Convention Over Configuration
Here’s what frustrated me about ML frameworks:
- PyTorch: Too low-level, write your own training loops
- PyTorch Lightning: Better, but boilerplate-heavy
- Keras: Great API, but locked to TensorFlow (historically)
- Hugging Face: Amazing for transformers, but domain-specific
I wanted: Write the architecture, point to data, get training. No boilerplate.
NeuroScript now has this. Here’s training XOR:
# 1. Write the architecture (01-xor.ns)
neuron XOR():
in: [batch, 2]
out: [batch, 1]
graph:
in ->
Linear(2, 4)
ReLU()
Linear(4, 1)
Sigmoid()
out
# 2. Create training data (xor_train.jsonl)
{"input": [0.0, 0.0], "target": [0.0]}
{"input": [0.0, 1.0], "target": [1.0]}
{"input": [1.0, 0.0], "target": [1.0]}
{"input": [1.0, 1.0], "target": [0.0]}
# 3. Write a minimal config (xor_config.yml)
model:
neuron: XOR
file: examples/01-xor.ns
data:
train: examples/data/xor_train.jsonl
training:
epochs: 1000
lr: 0.01
# 4. Train
python -m neuroscript_runtime.runner train --config xor_config.yml
# That's it!
What makes this work? Convention over Configuration
The runner:
-
Infers the task from input/output shapes:
[batch, 2] -> [batch, 1]= Regression -> MSE loss[batch, seq] -> [batch, seq, vocab]= Language Model -> CrossEntropy[batch, C, H, W] -> [batch, classes]= Image Classification
-
Picks sensible defaults:
- Optimizer: Adam (good for most things)
- Batch size: 32
- Logging: Every 100 steps
- Checkpointing: Every 1000 steps
-
Makes extension trivial:
from neuroscript_runtime.contracts import DataLoaderContract, ContractRegistry class MyHuggingFaceLoader(DataLoaderContract): # Implement interface pass # Register it ContractRegistry.register_dataloader("huggingface", MyHuggingFaceLoader) # Use in config: # data: # format: huggingface # dataset: "wikitext"

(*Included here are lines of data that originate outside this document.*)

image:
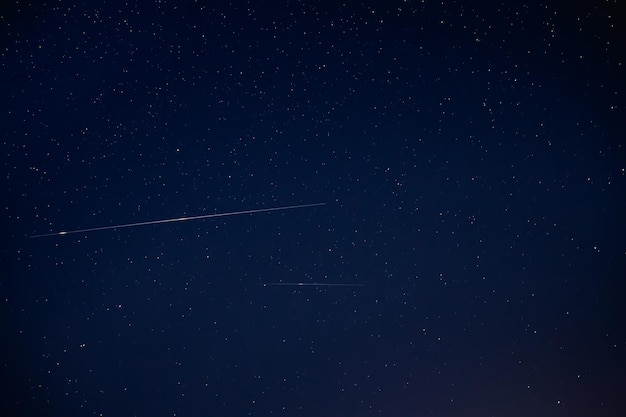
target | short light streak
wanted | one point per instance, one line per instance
(309, 284)
(178, 219)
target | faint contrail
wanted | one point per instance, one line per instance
(178, 219)
(308, 284)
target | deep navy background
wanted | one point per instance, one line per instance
(471, 155)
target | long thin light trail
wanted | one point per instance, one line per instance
(308, 284)
(178, 219)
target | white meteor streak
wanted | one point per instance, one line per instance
(178, 219)
(308, 284)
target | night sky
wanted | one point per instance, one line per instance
(471, 155)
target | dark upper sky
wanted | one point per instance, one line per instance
(471, 155)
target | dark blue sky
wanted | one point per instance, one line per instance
(470, 155)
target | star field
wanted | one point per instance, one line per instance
(469, 259)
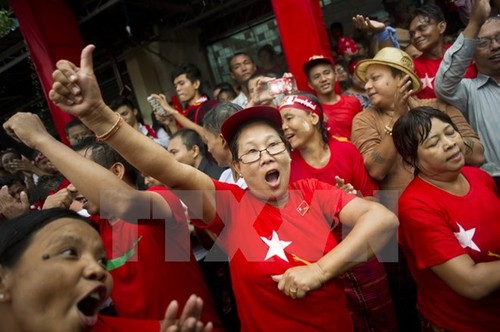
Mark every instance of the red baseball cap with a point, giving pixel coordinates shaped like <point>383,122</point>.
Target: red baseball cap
<point>315,60</point>
<point>233,123</point>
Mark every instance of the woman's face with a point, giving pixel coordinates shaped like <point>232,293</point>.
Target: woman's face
<point>269,176</point>
<point>442,151</point>
<point>381,86</point>
<point>61,279</point>
<point>298,125</point>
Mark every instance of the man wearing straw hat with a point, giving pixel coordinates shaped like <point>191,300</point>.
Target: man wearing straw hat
<point>390,81</point>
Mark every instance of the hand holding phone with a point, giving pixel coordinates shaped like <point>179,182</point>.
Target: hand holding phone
<point>155,104</point>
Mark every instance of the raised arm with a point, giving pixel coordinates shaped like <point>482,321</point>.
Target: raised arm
<point>385,35</point>
<point>474,150</point>
<point>449,84</point>
<point>75,90</point>
<point>92,180</point>
<point>180,118</point>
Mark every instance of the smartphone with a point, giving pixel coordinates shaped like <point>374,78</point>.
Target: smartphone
<point>156,105</point>
<point>282,86</point>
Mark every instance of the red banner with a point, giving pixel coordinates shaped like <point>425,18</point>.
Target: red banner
<point>51,33</point>
<point>303,34</point>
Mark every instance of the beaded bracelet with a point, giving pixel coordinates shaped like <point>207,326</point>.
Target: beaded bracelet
<point>112,130</point>
<point>388,130</point>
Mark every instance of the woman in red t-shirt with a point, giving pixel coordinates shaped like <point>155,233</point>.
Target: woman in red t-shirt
<point>284,259</point>
<point>449,226</point>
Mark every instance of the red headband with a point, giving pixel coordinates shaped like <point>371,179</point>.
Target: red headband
<point>302,103</point>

The Contract System is the secret sauce. Five extension points:
- DataLoader: How to load data (default: JSONL files)
- Loss: How to compute error (default: inferred from task)

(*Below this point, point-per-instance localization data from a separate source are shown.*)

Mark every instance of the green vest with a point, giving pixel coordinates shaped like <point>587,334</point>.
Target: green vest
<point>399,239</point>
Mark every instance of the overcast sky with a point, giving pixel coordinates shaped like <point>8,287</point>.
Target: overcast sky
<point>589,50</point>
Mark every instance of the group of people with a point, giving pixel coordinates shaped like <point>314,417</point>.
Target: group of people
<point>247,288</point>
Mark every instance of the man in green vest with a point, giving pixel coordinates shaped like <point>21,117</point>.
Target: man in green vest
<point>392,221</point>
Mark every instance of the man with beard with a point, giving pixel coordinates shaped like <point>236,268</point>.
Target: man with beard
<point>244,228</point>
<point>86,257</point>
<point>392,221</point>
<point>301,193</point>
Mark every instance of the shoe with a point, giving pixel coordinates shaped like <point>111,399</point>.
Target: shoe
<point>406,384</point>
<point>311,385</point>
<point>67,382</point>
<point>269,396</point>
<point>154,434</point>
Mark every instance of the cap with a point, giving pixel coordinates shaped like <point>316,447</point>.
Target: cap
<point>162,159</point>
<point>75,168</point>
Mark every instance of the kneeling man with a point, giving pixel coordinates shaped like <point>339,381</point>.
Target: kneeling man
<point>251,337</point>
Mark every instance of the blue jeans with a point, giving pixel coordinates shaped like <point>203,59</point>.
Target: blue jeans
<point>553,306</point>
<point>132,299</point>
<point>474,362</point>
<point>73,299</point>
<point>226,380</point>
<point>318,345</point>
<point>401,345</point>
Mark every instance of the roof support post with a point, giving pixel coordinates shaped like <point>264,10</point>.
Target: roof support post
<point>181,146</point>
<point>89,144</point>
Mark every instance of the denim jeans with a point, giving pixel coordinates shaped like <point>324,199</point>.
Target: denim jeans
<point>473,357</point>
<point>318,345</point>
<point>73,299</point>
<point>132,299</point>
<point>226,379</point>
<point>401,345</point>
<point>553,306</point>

- Optimizer: How to update weights (default: Adam)
- Checkpoint: How to save/load (default:
torch.save) - Logger: How to track progress (default: console)
Ship with one good default for each. Make it trivial to swap in custom implementations. Let the community build the ecosystem.
The full Python API:
from neuroscript_runtime.runner_v2 import train_from_config
from xor_model import XOR # Generated by NeuroScript compiler
model = XOR()
runner = train_from_config(model, "config.yml")
# Inference
import torch
result = runner.infer(torch.tensor([[1.0, 0.0]]))
print(result) # [0.9999] ≈ 1.0
Why this matters: You can go from idea to trained model in minutes, not hours. When you need custom behavior, the extension points are obvious. When you need full control, it’s just PyTorch under the hood—drop down anytime.
Batteries included. Escape hatch provided.